Correlation Between IShares SPTSX and Global X
Can any of the company-specific risk be diversified away by investing in both IShares SPTSX and Global X at the same time? Although using a correlation coefficient on its own may not help to predict future stock returns, this module helps to understand the diversifiable risk of combining IShares SPTSX and Global X into the same portfolio, which is an essential part of the fundamental portfolio management process.
By analyzing existing cross correlation between iShares SPTSX Capped and Global X Enhanced, you can compare the effects of market volatilities on IShares SPTSX and Global X and check how they will diversify away market risk if combined in the same portfolio for a given time horizon. You can also utilize pair trading strategies of matching a long position in IShares SPTSX with a short position of Global X. Check out your portfolio center. Please also check ongoing floating volatility patterns of IShares SPTSX and Global X.
Diversification Opportunities for IShares SPTSX and Global X
-0.18 | Correlation Coefficient |
Good diversification
The 3 months correlation between IShares and Global is -0.18. Overlapping area represents the amount of risk that can be diversified away by holding iShares SPTSX Capped and Global X Enhanced in the same portfolio, assuming nothing else is changed. The correlation between historical prices or returns on Global X Enhanced and IShares SPTSX is a relative statistical measure of the degree to which these equity instruments tend to move together. The correlation coefficient measures the extent to which returns on iShares SPTSX Capped are associated (or correlated) with Global X. Values of the correlation coefficient range from -1 to +1, where. The correlation of zero (0) is possible when the price movement of Global X Enhanced has no effect on the direction of IShares SPTSX i.e., IShares SPTSX and Global X go up and down completely randomly.
Pair Corralation between IShares SPTSX and Global X
Assuming the 90 days trading horizon iShares SPTSX Capped is expected to under-perform the Global X. But the etf apears to be less risky and, when comparing its historical volatility, iShares SPTSX Capped is 1.93 times less risky than Global X. The etf trades about -0.03 of its potential returns per unit of risk. The Global X Enhanced is currently generating about 0.26 of returns per unit of risk over similar time horizon. If you would invest 2,591 in Global X Enhanced on December 21, 2024 and sell it today you would earn a total of 747.00 from holding Global X Enhanced or generate 28.83% return on investment over 90 days.

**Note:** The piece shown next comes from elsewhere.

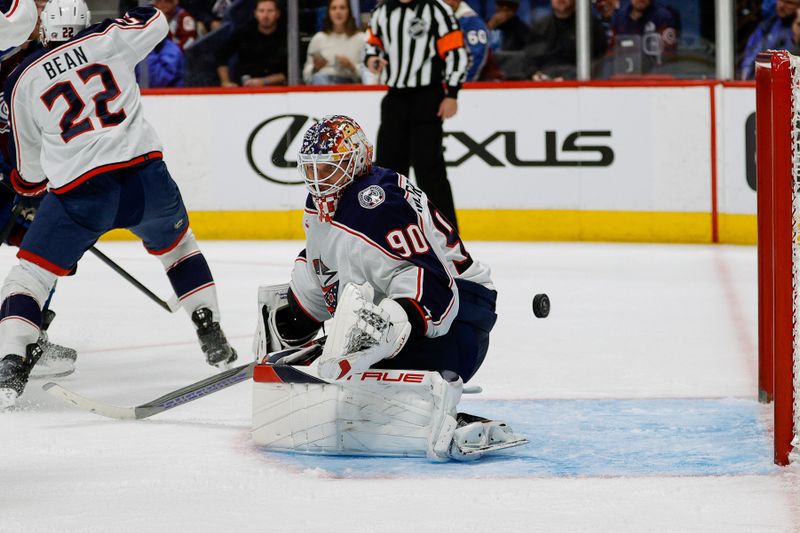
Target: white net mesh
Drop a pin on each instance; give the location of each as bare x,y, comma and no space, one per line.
795,67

Time Period | 3 Months [change] |
Direction | Moves Against |
Strength | Insignificant |
Accuracy | 100.0% |
Values | Daily Returns |
iShares SPTSX Capped vs. Global X Enhanced
Performance |
Timeline |
iShares SPTSX Capped |
Global X Enhanced |
IShares SPTSX and Global X Volatility Contrast
Predicted Return Density |
Returns |
Pair Trading with IShares SPTSX and Global X
The main advantage of trading using opposite IShares SPTSX and Global X positions is that it hedges away some unsystematic risk. Because of two separate transactions, even if IShares SPTSX position performs unexpectedly, Global X can make up some of the losses. Pair trading also minimizes risk from directional movements in the market. For example, if an entire industry or sector drops because of unexpected headlines, the short position in Global X will offset losses from the drop in Global X's long position.IShares SPTSX vs. iShares SPTSX Capped | IShares SPTSX vs. iShares SPTSX Capped | IShares SPTSX vs. iShares SPTSX Global | IShares SPTSX vs. iShares SPTSX Capped |
Global X vs. Global X Equal | Global X vs. Global X Enhanced | Global X vs. Global X Gold | Global X vs. Global X Canadian |
Check out your portfolio center.Note that this page's information should be used as a complementary analysis to find the right mix of equity instruments to add to your existing portfolios or create a brand new portfolio. You can also try the Price Exposure Probability module to analyze equity upside and downside potential for a given time horizon across multiple markets.